The typically two-pronged approach to PTSD treatment of conversational therapy and/or prescription of symptom-managing medication has been the tried-and-true methodology for dealing with the often-debilitating condition, which claims countless lives each year and has long been a plague in the U.S.’s mental health epidemic. However, a new device that has raked in a pivotal FDA clearance has added a long-sought-after third option for dealing with PTSD.
Israel-based startup GrayMatters Health has developed a noninvasive neurostimulation device dubbed Prism that allows PTSD sufferers to essentially “retrain” their brain to both control and mitigate the symptoms associated with the condition. Thanks to the FDA’s recent thumbs up, Prism is a pioneer in becoming the first neuromodulation system of its kind to receive approval as an adjunct PTSD treatment.

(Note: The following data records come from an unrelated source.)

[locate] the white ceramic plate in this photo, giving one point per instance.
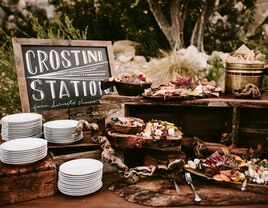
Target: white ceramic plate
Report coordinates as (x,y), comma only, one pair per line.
(61,124)
(22,118)
(79,192)
(81,166)
(23,144)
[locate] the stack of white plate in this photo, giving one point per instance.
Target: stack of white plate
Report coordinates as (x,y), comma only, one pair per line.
(61,131)
(21,125)
(80,177)
(23,151)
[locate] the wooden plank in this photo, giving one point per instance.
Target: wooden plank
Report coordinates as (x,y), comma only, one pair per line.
(223,101)
(27,182)
(253,128)
(159,192)
(208,123)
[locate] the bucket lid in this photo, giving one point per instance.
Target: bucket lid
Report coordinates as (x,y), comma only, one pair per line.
(245,66)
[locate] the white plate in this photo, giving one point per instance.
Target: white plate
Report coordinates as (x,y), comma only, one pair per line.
(22,162)
(79,193)
(81,166)
(79,185)
(61,124)
(81,177)
(23,144)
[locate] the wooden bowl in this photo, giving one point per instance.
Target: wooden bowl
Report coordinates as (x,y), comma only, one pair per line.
(128,89)
(123,125)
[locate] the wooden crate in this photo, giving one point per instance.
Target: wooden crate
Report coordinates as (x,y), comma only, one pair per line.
(208,123)
(253,127)
(27,182)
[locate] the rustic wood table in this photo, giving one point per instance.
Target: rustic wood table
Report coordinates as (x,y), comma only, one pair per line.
(101,199)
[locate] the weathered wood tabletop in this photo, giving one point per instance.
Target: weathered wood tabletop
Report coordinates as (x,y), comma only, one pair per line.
(101,199)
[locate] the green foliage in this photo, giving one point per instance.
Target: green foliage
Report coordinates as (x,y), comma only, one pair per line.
(59,30)
(116,20)
(226,34)
(9,97)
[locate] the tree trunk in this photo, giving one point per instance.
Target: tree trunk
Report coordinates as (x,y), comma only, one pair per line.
(199,28)
(174,30)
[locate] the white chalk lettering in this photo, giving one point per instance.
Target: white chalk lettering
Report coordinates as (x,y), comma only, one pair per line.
(66,63)
(28,62)
(63,90)
(42,58)
(40,94)
(76,90)
(76,56)
(54,59)
(52,88)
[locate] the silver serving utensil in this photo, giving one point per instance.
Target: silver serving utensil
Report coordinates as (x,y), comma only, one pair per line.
(177,188)
(189,180)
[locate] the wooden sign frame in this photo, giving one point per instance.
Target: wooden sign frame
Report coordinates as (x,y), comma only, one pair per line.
(19,44)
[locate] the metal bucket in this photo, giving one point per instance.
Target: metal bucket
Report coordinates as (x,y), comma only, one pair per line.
(239,75)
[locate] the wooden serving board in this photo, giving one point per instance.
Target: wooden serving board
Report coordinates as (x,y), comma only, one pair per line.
(252,187)
(125,141)
(159,192)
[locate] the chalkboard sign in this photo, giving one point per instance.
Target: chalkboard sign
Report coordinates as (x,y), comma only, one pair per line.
(55,74)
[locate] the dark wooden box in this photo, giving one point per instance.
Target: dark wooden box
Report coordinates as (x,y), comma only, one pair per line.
(27,182)
(208,123)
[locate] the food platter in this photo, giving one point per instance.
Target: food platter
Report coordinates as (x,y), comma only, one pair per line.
(251,187)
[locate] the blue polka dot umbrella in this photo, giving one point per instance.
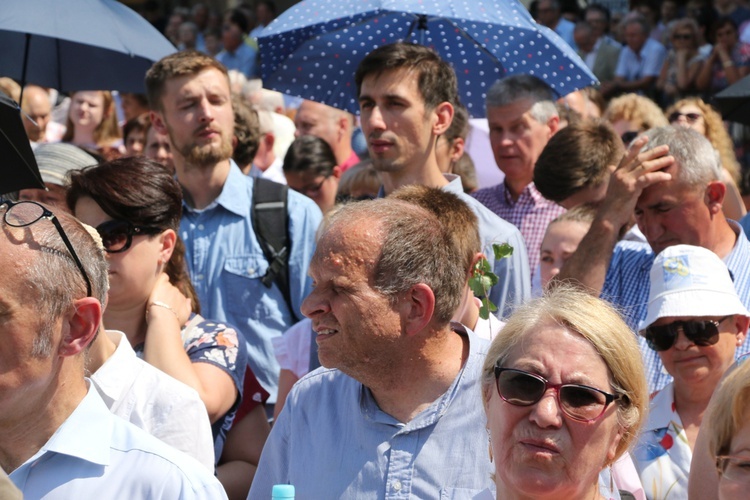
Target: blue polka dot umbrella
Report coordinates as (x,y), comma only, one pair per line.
(312,50)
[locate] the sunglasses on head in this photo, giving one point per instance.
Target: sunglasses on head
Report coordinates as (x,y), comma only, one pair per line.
(699,332)
(117,235)
(690,117)
(579,402)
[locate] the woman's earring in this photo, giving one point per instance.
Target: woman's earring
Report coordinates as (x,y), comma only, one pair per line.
(489,440)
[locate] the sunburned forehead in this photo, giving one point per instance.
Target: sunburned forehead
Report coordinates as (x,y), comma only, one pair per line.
(347,245)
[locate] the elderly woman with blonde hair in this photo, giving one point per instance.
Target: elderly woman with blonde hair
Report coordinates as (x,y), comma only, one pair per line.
(729,433)
(632,114)
(565,395)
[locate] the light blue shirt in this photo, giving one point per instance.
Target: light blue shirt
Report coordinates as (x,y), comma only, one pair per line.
(95,454)
(226,263)
(648,62)
(332,440)
(242,59)
(627,286)
(514,284)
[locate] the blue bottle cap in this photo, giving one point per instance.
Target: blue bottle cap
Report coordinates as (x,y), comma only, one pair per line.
(280,491)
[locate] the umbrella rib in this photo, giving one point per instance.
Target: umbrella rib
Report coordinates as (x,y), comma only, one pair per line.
(478,45)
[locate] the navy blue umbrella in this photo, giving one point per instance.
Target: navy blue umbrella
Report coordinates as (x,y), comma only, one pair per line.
(78,44)
(18,168)
(312,50)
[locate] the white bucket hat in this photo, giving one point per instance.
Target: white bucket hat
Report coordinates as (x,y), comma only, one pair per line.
(689,281)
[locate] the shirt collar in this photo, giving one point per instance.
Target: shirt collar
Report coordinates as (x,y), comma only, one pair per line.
(429,416)
(662,411)
(91,417)
(233,196)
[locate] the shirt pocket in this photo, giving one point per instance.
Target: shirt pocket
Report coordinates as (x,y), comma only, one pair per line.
(243,288)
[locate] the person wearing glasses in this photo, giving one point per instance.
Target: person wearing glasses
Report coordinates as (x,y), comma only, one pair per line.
(683,62)
(565,395)
(695,322)
(135,206)
(695,113)
(670,180)
(58,439)
(310,168)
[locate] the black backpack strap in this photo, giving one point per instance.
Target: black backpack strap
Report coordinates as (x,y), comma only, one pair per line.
(269,212)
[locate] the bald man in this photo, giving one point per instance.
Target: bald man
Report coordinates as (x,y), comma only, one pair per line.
(330,124)
(36,106)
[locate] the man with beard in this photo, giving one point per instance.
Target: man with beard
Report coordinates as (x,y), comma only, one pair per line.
(190,99)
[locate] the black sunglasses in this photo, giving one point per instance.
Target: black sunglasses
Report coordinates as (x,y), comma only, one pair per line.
(701,333)
(26,213)
(690,117)
(117,235)
(579,402)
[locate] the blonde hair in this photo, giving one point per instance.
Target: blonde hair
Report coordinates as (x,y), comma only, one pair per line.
(728,410)
(715,133)
(108,130)
(640,111)
(600,324)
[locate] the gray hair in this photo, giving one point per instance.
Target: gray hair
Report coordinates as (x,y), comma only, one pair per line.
(415,248)
(698,161)
(54,277)
(508,90)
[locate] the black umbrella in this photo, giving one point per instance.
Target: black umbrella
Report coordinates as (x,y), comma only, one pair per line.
(734,102)
(18,168)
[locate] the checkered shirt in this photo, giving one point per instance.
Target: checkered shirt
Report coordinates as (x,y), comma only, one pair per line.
(531,214)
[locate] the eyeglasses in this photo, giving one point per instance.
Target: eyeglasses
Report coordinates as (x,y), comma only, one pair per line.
(26,213)
(690,117)
(117,235)
(314,189)
(733,468)
(701,333)
(579,402)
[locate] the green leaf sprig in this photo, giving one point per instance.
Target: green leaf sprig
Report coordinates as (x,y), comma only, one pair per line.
(483,279)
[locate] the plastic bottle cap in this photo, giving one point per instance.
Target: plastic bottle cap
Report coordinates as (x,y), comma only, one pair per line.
(280,491)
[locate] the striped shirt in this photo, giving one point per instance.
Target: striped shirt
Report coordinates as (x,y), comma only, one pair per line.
(627,287)
(531,214)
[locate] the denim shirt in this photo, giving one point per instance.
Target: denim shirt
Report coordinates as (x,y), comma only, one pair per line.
(332,440)
(226,264)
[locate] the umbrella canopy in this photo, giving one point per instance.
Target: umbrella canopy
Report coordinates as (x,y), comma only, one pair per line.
(78,44)
(18,170)
(312,50)
(734,102)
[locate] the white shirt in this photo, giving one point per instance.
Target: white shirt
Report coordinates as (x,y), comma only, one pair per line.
(157,403)
(292,349)
(275,172)
(96,455)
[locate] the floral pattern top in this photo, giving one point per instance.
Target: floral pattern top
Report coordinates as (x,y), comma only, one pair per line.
(662,455)
(219,344)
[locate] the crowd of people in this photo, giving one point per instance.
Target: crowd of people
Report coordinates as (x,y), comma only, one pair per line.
(223,289)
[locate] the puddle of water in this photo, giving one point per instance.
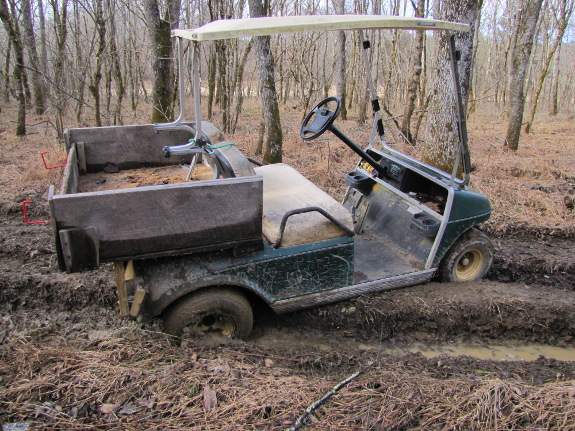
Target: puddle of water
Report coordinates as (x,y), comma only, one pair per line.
(493,352)
(527,352)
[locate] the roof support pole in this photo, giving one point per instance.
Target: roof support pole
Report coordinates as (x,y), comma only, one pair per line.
(377,123)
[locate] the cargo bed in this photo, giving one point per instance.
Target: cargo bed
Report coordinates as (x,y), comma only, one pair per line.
(147,221)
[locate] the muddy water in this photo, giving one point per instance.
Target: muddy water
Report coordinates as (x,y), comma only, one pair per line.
(526,352)
(494,352)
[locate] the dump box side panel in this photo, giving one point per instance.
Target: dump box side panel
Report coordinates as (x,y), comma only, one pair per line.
(130,147)
(160,220)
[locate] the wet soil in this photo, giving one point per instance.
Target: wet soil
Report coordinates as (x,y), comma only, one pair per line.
(49,319)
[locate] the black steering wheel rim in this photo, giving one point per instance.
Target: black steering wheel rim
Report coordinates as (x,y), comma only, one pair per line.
(322,121)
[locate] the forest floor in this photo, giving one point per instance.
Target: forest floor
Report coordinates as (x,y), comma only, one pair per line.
(494,354)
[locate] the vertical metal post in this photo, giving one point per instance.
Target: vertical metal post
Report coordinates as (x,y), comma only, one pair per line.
(463,153)
(378,123)
(197,88)
(181,90)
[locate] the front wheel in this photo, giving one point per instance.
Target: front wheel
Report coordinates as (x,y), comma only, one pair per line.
(217,310)
(468,259)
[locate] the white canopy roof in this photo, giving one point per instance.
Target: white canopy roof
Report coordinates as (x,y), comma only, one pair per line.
(265,26)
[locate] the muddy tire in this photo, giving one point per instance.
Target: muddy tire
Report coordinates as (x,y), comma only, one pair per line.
(215,310)
(468,259)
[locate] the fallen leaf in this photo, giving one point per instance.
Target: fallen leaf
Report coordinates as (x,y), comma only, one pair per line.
(210,400)
(129,409)
(107,408)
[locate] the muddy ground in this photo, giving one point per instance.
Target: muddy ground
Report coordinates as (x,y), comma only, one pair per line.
(67,361)
(49,320)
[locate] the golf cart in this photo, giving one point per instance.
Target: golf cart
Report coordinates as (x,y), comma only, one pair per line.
(199,253)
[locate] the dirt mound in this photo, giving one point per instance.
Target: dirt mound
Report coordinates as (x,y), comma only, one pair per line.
(137,380)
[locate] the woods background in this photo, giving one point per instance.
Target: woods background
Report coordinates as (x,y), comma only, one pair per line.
(112,61)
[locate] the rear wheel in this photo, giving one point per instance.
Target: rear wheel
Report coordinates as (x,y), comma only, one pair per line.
(468,259)
(216,310)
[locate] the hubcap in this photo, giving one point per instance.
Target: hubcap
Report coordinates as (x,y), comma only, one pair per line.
(470,265)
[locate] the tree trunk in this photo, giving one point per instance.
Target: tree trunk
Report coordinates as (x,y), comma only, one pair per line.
(413,85)
(11,25)
(30,42)
(94,86)
(561,21)
(116,69)
(443,144)
(239,82)
(271,115)
(159,29)
(60,20)
(6,83)
(526,24)
(43,44)
(555,83)
(339,6)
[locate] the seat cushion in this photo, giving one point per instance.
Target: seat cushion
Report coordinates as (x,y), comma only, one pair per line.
(285,189)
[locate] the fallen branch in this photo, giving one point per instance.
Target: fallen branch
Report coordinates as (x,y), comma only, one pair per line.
(300,423)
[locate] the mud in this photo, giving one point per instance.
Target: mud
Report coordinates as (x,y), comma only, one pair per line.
(528,298)
(116,179)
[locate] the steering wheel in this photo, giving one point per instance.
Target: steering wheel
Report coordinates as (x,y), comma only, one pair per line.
(323,118)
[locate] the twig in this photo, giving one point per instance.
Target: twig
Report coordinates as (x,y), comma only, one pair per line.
(300,423)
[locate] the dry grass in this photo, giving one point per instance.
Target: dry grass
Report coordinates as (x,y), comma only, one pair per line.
(526,188)
(137,384)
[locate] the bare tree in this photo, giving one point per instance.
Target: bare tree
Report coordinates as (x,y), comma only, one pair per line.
(525,29)
(271,116)
(11,25)
(30,42)
(339,6)
(441,148)
(159,29)
(413,86)
(561,16)
(554,109)
(60,21)
(94,86)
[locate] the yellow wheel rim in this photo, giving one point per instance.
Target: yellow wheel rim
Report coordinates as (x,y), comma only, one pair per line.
(470,265)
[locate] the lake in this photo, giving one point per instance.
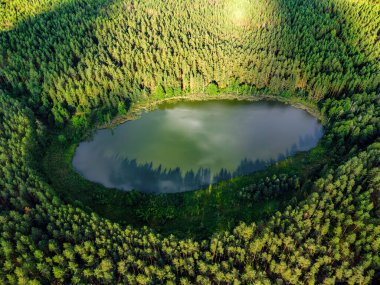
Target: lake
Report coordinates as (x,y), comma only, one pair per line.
(189,145)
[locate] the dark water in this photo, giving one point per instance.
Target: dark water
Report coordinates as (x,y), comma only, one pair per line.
(186,146)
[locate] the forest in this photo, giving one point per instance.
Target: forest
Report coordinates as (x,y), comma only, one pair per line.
(70,66)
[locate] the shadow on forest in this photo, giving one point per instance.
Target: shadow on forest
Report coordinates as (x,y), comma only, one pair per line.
(42,48)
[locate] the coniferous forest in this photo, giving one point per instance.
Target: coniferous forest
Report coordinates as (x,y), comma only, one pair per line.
(70,66)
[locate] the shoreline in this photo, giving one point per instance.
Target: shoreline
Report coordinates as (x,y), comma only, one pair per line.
(137,109)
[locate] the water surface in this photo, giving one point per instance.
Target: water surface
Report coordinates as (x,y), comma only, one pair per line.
(185,146)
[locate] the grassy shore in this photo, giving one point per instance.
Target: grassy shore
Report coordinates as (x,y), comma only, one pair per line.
(195,214)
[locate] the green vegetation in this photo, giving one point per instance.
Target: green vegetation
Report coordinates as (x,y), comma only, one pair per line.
(68,65)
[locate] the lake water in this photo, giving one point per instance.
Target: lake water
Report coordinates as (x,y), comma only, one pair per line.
(185,146)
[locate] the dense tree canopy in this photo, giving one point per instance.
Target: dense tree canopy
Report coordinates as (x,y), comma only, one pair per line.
(69,62)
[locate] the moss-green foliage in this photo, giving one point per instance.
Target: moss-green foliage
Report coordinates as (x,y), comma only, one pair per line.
(118,51)
(71,62)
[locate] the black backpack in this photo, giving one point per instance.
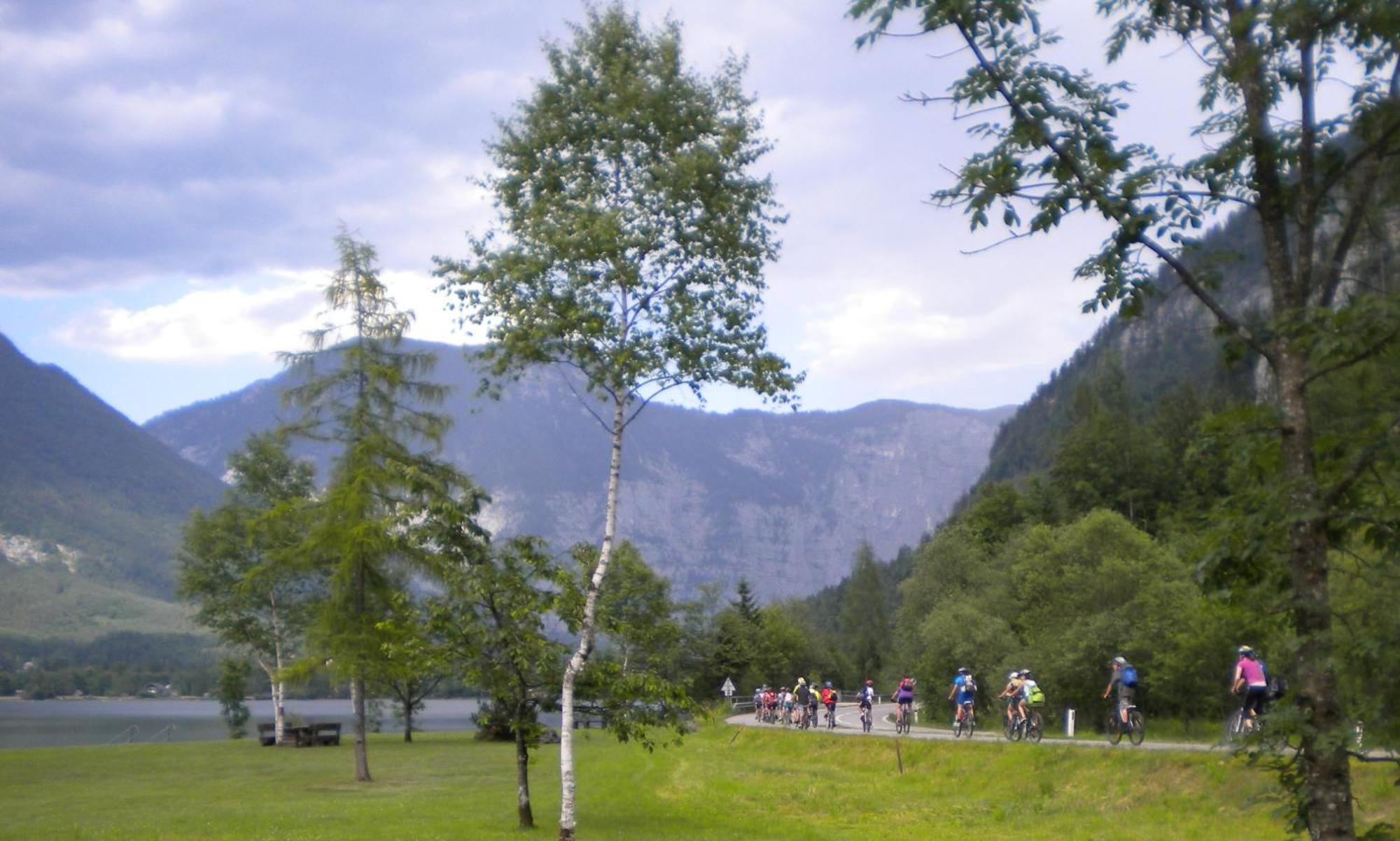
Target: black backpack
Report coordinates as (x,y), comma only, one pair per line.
(1278,686)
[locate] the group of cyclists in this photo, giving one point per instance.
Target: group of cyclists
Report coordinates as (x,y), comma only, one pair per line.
(797,705)
(1023,695)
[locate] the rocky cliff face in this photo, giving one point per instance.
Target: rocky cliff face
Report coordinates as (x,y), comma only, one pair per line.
(783,499)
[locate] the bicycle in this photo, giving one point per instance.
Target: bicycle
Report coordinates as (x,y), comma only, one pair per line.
(1136,728)
(967,723)
(1011,725)
(1237,725)
(1034,726)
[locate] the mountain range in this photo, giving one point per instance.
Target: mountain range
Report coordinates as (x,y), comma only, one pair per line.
(783,499)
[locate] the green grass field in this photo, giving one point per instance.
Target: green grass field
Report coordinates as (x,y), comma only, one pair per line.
(766,782)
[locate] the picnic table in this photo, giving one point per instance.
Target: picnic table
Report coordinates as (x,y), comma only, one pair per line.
(321,733)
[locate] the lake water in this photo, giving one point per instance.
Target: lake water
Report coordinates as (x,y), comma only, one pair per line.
(47,723)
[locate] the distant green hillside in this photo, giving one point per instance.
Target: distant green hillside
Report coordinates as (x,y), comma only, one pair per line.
(78,473)
(52,602)
(1171,345)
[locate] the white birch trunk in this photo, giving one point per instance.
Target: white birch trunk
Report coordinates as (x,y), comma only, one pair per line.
(586,635)
(279,687)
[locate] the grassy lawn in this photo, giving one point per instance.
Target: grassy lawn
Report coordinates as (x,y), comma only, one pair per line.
(446,785)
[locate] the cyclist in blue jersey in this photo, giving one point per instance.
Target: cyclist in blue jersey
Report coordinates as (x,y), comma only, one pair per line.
(962,694)
(905,697)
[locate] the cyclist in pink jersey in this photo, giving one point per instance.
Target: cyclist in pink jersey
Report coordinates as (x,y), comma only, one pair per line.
(1251,679)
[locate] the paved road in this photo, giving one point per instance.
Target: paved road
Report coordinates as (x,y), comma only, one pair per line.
(849,723)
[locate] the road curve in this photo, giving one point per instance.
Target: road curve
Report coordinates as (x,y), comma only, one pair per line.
(849,723)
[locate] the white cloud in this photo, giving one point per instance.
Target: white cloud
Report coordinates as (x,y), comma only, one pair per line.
(216,323)
(155,116)
(202,327)
(895,342)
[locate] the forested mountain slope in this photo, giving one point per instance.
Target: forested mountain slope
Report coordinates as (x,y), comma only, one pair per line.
(1171,344)
(780,498)
(83,487)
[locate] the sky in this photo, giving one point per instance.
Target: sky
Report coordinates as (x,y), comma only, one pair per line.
(173,174)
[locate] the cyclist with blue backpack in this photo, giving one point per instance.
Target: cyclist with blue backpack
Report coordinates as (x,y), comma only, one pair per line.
(1124,679)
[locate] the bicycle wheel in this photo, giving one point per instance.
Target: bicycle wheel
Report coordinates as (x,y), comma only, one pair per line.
(1035,728)
(1114,729)
(1234,726)
(1138,729)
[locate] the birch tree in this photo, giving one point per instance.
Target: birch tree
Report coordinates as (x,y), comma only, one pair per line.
(631,247)
(369,396)
(1311,179)
(241,568)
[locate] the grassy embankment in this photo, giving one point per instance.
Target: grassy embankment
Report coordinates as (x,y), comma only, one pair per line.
(446,785)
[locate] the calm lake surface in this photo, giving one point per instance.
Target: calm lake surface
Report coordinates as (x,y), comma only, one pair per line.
(47,723)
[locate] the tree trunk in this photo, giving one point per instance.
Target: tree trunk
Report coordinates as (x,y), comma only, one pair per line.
(279,687)
(1325,763)
(523,774)
(362,758)
(586,635)
(275,687)
(279,712)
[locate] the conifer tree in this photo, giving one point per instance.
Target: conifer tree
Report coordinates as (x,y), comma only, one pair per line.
(369,396)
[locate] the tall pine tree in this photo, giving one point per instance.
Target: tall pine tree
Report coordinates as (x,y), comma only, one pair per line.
(369,396)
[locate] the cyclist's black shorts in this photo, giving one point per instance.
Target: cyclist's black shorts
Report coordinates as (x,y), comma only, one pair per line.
(1255,698)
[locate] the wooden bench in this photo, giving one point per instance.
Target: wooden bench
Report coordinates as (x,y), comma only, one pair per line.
(327,733)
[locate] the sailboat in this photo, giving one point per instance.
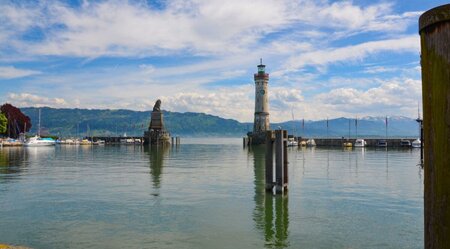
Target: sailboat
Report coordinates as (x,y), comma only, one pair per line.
(38,141)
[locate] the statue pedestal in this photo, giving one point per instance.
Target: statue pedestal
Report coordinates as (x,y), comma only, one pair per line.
(156,133)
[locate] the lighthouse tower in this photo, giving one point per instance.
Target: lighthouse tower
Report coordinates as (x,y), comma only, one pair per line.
(261,123)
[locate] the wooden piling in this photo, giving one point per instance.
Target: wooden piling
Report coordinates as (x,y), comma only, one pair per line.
(269,161)
(279,161)
(285,161)
(434,29)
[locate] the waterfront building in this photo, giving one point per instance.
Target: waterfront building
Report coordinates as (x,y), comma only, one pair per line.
(261,122)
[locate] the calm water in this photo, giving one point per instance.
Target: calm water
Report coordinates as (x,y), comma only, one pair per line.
(208,194)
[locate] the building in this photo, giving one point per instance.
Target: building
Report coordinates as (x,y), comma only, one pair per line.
(261,122)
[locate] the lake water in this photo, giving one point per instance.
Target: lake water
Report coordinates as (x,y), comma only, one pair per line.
(208,193)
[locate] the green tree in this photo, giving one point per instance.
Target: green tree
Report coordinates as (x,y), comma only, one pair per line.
(3,123)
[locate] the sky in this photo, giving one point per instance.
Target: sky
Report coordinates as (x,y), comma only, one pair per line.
(325,58)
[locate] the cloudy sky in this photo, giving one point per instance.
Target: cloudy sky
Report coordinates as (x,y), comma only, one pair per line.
(325,58)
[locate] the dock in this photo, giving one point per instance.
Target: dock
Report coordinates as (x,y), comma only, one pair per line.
(371,142)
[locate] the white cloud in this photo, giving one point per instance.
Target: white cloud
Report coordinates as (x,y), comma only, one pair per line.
(121,28)
(391,97)
(27,99)
(12,72)
(353,53)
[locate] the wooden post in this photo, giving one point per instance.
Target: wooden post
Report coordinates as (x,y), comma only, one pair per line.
(285,160)
(269,161)
(434,29)
(279,161)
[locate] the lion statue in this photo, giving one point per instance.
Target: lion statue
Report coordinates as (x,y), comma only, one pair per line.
(157,106)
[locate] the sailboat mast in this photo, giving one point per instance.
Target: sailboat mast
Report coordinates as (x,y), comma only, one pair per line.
(39,124)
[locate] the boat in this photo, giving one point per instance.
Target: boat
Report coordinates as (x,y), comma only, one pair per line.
(405,143)
(360,142)
(38,141)
(85,142)
(347,144)
(11,142)
(292,142)
(381,143)
(311,142)
(416,143)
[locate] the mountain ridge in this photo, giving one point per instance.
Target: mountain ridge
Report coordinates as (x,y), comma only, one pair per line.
(117,122)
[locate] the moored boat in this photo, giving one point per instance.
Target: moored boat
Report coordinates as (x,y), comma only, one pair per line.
(405,143)
(360,142)
(311,142)
(38,141)
(381,143)
(416,143)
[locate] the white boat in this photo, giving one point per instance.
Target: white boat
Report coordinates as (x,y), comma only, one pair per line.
(360,142)
(310,142)
(347,144)
(37,141)
(292,142)
(416,143)
(405,143)
(382,143)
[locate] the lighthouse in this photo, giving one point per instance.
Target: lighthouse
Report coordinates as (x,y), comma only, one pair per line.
(261,123)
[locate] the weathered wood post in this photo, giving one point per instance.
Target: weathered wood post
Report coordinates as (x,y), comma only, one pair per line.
(285,160)
(269,161)
(279,161)
(434,29)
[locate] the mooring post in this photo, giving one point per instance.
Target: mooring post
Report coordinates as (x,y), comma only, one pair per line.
(434,29)
(285,160)
(269,161)
(279,161)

The system is built on an EEG-fMRI-Pattern mechanism (EFP), relying on a range of electroencephalograms that hone in on the amygdala to create an EFP biomarker. In half-hour sessions, patients interact with Graymatters’ audio-visual software and are asked to find a mental strategy to help them remain calm in noisy and chaotic scenarios.
The FDA decision follows the submission of stellar results from a study of just under 80 chronic PTSD patients that confirmed the safety and efficacy of the Prism, although the exact findings have not yet been published. “Results demonstrated a high rate of symptom improvement, a low rate of adverse event and a low attrition rate,” said Dr. Charlie Marmar, the principal investigator in the study, which was conducted at NYU Langone. “I am encouraged that Prism, as an adjunctive therapy, will significantly benefit patients with PTSD and allow clinics to offer more options and better outcomes.”